По субботам мы готовили картофель фри, и я помогала маме. Прежде ей помогал отец. Ему нравилось чистить картошку, а мне нравилось смотреть, как он это делает. Он был так же немногословен за этим занятием, как и за другими, но тут, по крайней мере, от него исходили хоть какие-то звуки, и это радовало. Ты знаешь, что я тебя люблю, Камилла. Да, я всегда вкладывала в каждое движение его ножа одни и те же слова: ты знаешь, что я тебя люблю, Камилла.
Однако в ту субботу из-под моего ножа выползли совсем другие слова: «Папа покончил с собой; ты ведь знаешь, мама, что он покончил с собой?» Фритюрница грохнулась на пол, разбив кафель, и масло разлилось вокруг застывших ног матери. Напрасно я потом яростно оттирала плитки, наши подошвы еще много дней скользили по ним, заставляя звучать в ушах мои безжалостные слова: «Папа покончил с собой; ты ведь знаешь, мама, что он покончил с собой?» Стараясь их заглушить, мы с Пьером говорили громче обычного — мне кажется, нам хотелось заглушить еще и молчание мамы, которая с той субботы почти перестала разговаривать.

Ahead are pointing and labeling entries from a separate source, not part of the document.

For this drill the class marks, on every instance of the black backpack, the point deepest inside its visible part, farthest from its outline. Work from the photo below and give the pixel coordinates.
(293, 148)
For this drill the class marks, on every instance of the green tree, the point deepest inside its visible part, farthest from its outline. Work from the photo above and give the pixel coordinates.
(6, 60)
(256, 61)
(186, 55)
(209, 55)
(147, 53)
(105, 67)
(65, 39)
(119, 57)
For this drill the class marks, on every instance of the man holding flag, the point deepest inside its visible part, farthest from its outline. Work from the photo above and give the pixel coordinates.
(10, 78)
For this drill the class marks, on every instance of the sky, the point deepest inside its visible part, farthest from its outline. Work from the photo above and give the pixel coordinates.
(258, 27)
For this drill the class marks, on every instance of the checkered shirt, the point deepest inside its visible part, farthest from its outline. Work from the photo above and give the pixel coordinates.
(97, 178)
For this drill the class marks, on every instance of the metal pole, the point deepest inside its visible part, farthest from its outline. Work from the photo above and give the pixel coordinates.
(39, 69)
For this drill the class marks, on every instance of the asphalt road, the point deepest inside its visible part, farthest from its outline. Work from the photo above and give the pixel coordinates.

Кафельные плитки в кухне так и остались расколотыми; я осознала это лишь на прошлой неделе, показывая мамин дом супружеской паре — потенциальным покупателям. Наверное, эти потенциальные покупатели, если они превратятся в покупателей реальных, будут при каждом взгляде на длинную трещину в полу осуждать небрежность бывших хозяев; замена плиток станет их первоочередной задачей при ремонте дома, они впрягутся в эту работу с радостью, а значит, мое жестокое разоблачение пойдет хоть кому-то на пользу. Я во что бы то ни стало должна продать мамин дом этим людям или другим, наплевать кому именно, лишь бы только купили. Мне он не нужен, да и Пьеру тоже: место, где любая вещь напоминает о мертвых, не годится для житья.
Когда мама вернулась с церемонии, она показала мне медаль. И рассказала, что тот тип, который вручил ей награду, был какой-то косорылый; она неумело изобразила его перекошенную физиономию, попытавшись при этом засмеяться. Со дня папиной смерти она только это и могла — пытаться. Потом она вложила медаль мне в руки, крепко сжала их со словами: «Она принадлежит тебе», — и тут же залилась слезами — что-что, а это ей удавалось отлично. Ее слезы падали на мои руки, и я резко отдернула их: невыносимо было ощущать ее горе на своей коже.
Я прочла первые письма с соболезнованиями, и мне на руки закапали мои собственные слезы, напомнив те давние, мамины; я дала им волю, желая увидеть, куда же утекли слезы той, которую я так любила. Я прекрасно знала, о чем говорится в этих письмах: о том, что мама была необыкновенной женщиной, что потеря близкого человека всегда ужасна, что нет более тяжкого горя, чем смерть матери, и так далее и тому подобное, — даже и читать не стоило. Поэтому я каждый вечер раскладывала письма в два пакета: в правый — где на конвертах значился адрес отправителя, в левый — где его не было; доставая послание из левого, я первым делом смотрела на подпись, чтобы узнать, кто мне написал и кого следует благодарить. В конечном счете я выразила признательность очень немногим, но никто на меня не обиделся. Смерть извиняет любые отклонения от правил вежливости.